The more I read about the Roosevelt years, the more impressed I am with the caliber of Mr. Roosevelt. He was not only a pragmatist in economic policy he was also very pragmatic in all other aspects of government.
In his cabinet he had both those who were sympathetic to our allies and those who were sympathetic to our enemies. He had Nazi sympathizers as well as Communist sympathizers. He used both to his advantage. When each side told him of the other’s presence and intrigues, he thanked them and told them to please keep him abreast of what they were up to. It is better not to expose our enemies he told them. Exposure would just chase them underground. This way we can keep an eye on whatever they are doing. He had a similar response when it was brought to his attention that there were prosperous American businesses that were trading with the enemy. Better to know what they were up to, and where, to whom, and by what means they were conducting
their nefarious transactions, than to force them into greater secrecy and intrigues.

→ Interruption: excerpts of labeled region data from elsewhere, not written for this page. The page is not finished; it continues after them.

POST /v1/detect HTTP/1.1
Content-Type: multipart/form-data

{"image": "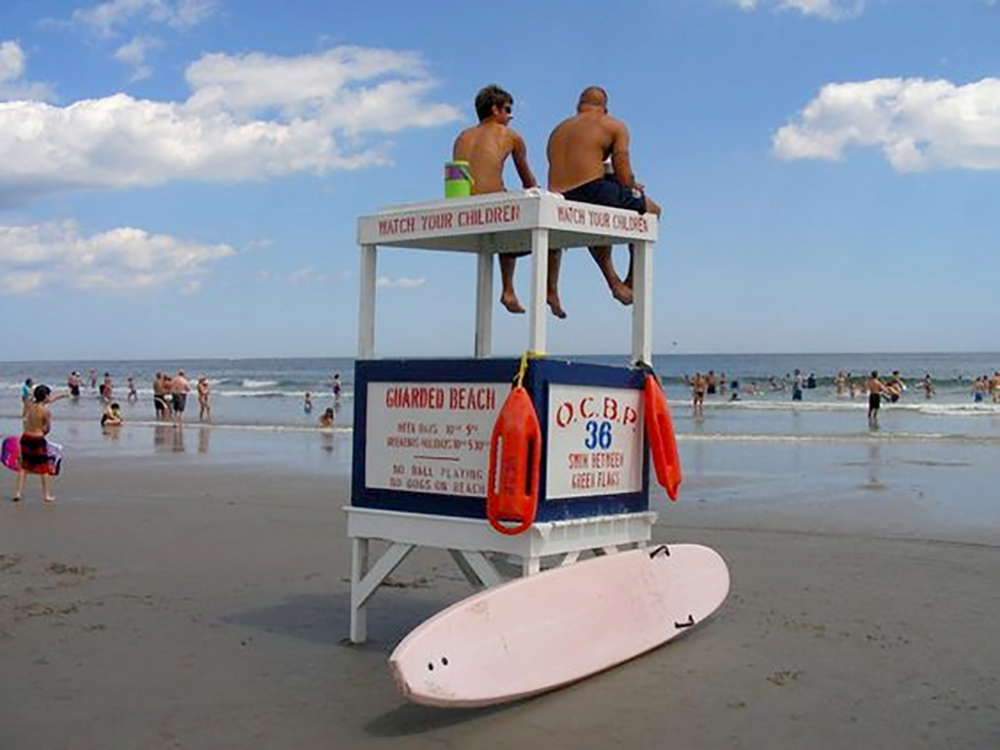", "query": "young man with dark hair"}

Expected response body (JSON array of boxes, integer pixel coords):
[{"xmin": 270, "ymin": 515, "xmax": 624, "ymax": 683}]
[{"xmin": 452, "ymin": 85, "xmax": 566, "ymax": 318}]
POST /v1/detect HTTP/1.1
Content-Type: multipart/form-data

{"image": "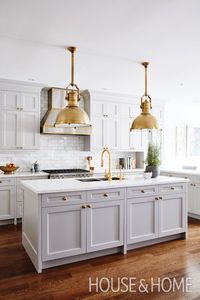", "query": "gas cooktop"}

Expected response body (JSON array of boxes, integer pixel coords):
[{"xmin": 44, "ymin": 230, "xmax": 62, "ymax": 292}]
[{"xmin": 43, "ymin": 169, "xmax": 91, "ymax": 178}]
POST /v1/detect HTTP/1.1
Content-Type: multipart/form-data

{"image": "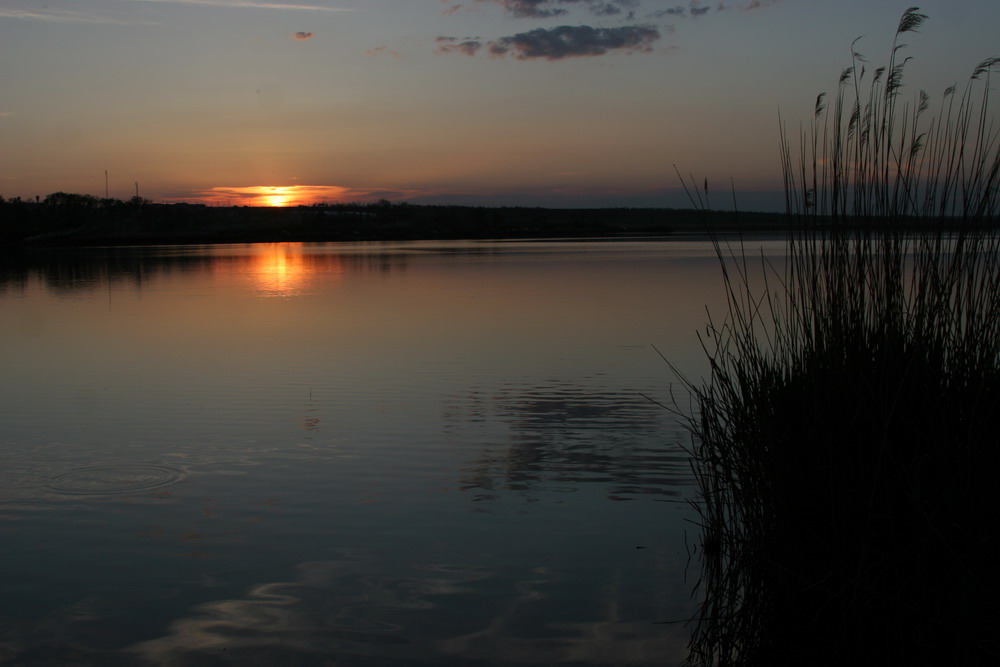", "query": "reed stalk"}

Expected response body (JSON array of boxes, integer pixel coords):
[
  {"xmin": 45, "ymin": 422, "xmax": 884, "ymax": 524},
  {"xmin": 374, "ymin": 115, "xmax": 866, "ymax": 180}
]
[{"xmin": 688, "ymin": 8, "xmax": 1000, "ymax": 665}]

Strangely enough the Government had more Nazi sympathizers than Communists which is probably the reason behind the eventual McCarthy period. Roosevelt was a master a juggling both ends to justify the middle. How he kept it all in the air was a miracle of political craftsmanship.
After Franklin died, poor Harry was left in a dilemma. In which direction was Roosevelt heading? What were his goals? Did he have a plan? Harry was obviously not the type of man that Roosevelt was. The buck stops here said Harry. Unlike F.D.R., Harry was incapable of juggling both ends in favor of the middle. He had to choose a side. F.D.R., like his cousin Teddy, knew how to play the game of the rich against the poor, the left against the right, the middle against the ends.